But one wonders why. Especially in this day and age, as we’ve discovered so much about the biology of addiction and have new treatments to offer. Does it still make sense that only “the ex-problem drinker” can get a patient with addiction to really open up. I think not. And my source for this thought is the very next sentence in Alcoholics Anonymous:

“That the man who is making the approach has had the same difficulty, that he obviously knows what he is talking about, that his whole deportment shouts at the new prospect that he is a man with a real answer, that he has no attitude of Holier than Thou, nothing whatever except the sincere desire to be helpful;”

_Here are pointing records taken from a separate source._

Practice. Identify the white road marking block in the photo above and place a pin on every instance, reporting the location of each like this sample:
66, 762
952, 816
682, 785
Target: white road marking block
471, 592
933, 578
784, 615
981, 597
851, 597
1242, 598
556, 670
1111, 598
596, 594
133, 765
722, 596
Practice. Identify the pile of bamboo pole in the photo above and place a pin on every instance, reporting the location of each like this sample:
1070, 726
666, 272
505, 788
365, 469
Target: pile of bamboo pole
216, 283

That sentence gives us 5 qualifications to gain and keep the attention and confidence of someone with addiction. Let’s look at them:

1. That there is a common problem

2. That it’s obvious that he knows what he’s talking about

3. His whole deportment shouts that he has a real answer

4. No Holier Than Thou attitude

5. Nothing but a sincere desire to be of help.

If you are someone who thinks it’s better for counselors to have addiction you’re probably saying right now. “I gotcha. Look at number 1. Common problem.” Yep, you got me. But what is the common problem? It doesn’t have to be drinking. In fact focusing on drinking as the common problem is what keeps people in AA from helping cocaine addicts. The common problem for the patient and the counselor without addiction is that they are both humans with limitations. It doesn’t matter how young or healthy the counselor is, they have limits. We all do. The bottom line truth for anyone starting addiction treatment is that they have something they don’t want to have. They have a limit placed on their lives they don’t want. That is a problem common to all humans and any human can relate.

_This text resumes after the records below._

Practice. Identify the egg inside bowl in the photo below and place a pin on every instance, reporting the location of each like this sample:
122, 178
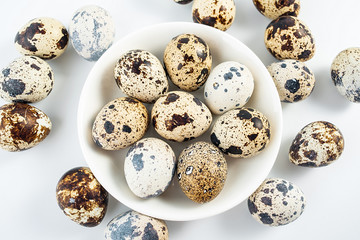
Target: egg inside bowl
244, 175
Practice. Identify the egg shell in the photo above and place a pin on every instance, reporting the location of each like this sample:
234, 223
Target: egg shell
287, 37
345, 73
229, 85
92, 32
120, 123
188, 61
215, 13
26, 79
44, 37
140, 74
179, 116
317, 144
136, 226
241, 132
201, 171
81, 197
276, 202
183, 1
149, 167
274, 8
22, 126
293, 79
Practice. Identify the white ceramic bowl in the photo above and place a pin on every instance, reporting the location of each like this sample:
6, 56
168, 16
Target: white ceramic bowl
244, 175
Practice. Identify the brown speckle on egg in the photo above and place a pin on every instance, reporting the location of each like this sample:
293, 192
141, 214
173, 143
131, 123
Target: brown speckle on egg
81, 197
44, 37
188, 61
287, 37
202, 171
275, 8
318, 144
22, 126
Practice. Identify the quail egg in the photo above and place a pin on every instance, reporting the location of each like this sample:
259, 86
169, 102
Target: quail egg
26, 79
276, 202
44, 37
293, 79
140, 74
179, 116
201, 171
188, 61
136, 226
317, 144
215, 13
287, 37
345, 73
241, 132
120, 123
22, 126
81, 197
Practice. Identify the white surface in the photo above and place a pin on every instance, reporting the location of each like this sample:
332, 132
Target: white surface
245, 175
28, 179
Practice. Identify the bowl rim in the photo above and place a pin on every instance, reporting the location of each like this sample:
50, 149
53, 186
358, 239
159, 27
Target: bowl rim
200, 214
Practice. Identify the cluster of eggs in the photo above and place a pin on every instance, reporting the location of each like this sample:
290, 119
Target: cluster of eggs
30, 79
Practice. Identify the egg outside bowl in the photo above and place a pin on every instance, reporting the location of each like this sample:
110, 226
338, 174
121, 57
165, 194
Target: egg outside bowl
244, 175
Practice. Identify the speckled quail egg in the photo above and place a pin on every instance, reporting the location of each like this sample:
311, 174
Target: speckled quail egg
287, 37
317, 144
120, 123
179, 116
188, 61
345, 73
26, 79
149, 167
22, 126
140, 74
81, 197
215, 13
275, 8
293, 79
92, 31
183, 1
201, 171
136, 226
276, 202
241, 132
230, 85
44, 37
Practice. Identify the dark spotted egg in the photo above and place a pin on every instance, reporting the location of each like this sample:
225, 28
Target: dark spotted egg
140, 74
276, 202
274, 8
317, 144
183, 1
287, 37
26, 79
44, 37
229, 85
345, 73
293, 79
81, 197
241, 132
149, 167
188, 61
136, 226
120, 123
22, 126
92, 32
201, 171
219, 14
179, 116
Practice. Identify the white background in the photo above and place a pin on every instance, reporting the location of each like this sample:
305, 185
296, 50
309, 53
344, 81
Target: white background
28, 207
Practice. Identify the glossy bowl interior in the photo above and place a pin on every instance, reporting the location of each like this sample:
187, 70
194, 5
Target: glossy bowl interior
244, 175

Maybe you’re relenting at this point, but maybe you’re just getting your second wind. “Wait a minute. What about number 2. If he’s never had addiction how can he know what he’s talking about?” There’s a lot to know besides the common problem of feeling the pain of meeting a limitation you can’t get past by your own will. Addiction has a known neurobiology. It’s a real illness with a known natural history. Anyone wanting to attract and keep the attention of a patient with addiction will need to be able to have the answers that person needs. Not academic answers to the question of why, but real practical answers and those aren’t limited to counselors with addiction.

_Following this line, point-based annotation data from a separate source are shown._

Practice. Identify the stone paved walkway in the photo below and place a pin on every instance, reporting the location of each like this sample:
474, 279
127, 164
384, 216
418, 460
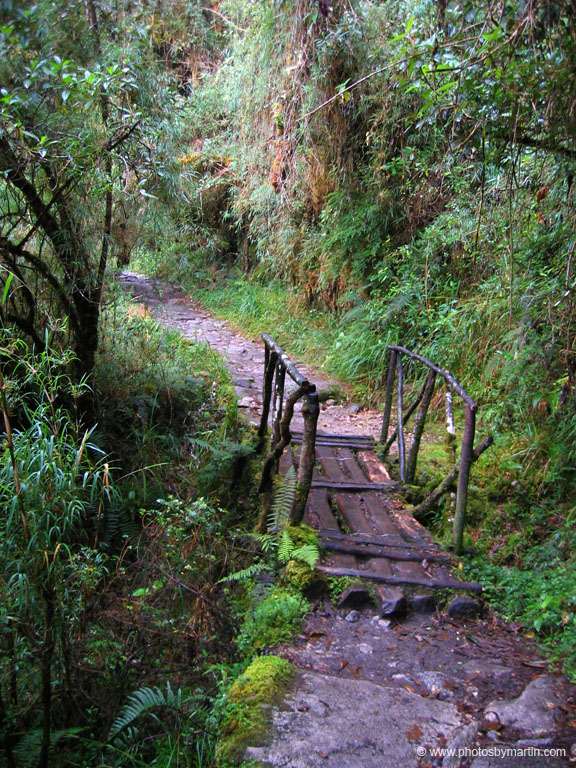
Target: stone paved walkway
375, 693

And how will the patient know that his counselor has the answers? Because the counselor’s whole deportment shouts that he has a real answer. How would that look? Well, behavior as well as words would have to say that the counselor understands that they are an equal child of the universe no greater or lesser than the patient. They would be calm because everything is going to be alright. They would be honest which means they’d answer quickly because they don’t have to remember the last lie they told. They’d say, “I don’t know,” when they didn’t know. And they’d treat the patient with respect.

That respect would come across as someone without a Holier Than Thou attitude. The counselor would be aware that the patient has an illness, and, therefore, “There but for the grace of God…” That’s a sobering thought. I could be on the other side of the table. I could be the patient. How would I hear best. I would I like to be spoken to? Is there any evidence at all that I could run this guys life better than he has if I had the same disease? No one will listen to you when your message is, “You just don’t know how to handle life. Do what I do. Be like me,” even if you are a recovering person. If you hold the patient in unconditional positive regard, it won’t matter what’s wrong with you; you’ll be heard.

And the culmination of all of this? It is that the counselor will feel such humility in the face of the illness that they are filled with no motivation other than a sincere desire to be of help. “I have to get this person sober so I can feel good about myself,” will not work. “This one has to make it or my boss will think I’m no good,” will not work. No matter how good the cause or the outcome we have in mind, it won’t work. Our goal can’t be to get to a goal. The goal has to be the journey of helping. When we bring expectations to the treatment, not only won’t the patient hear us, we won’t even be in the room with our patient; we’ll be in our fantasy with our goal.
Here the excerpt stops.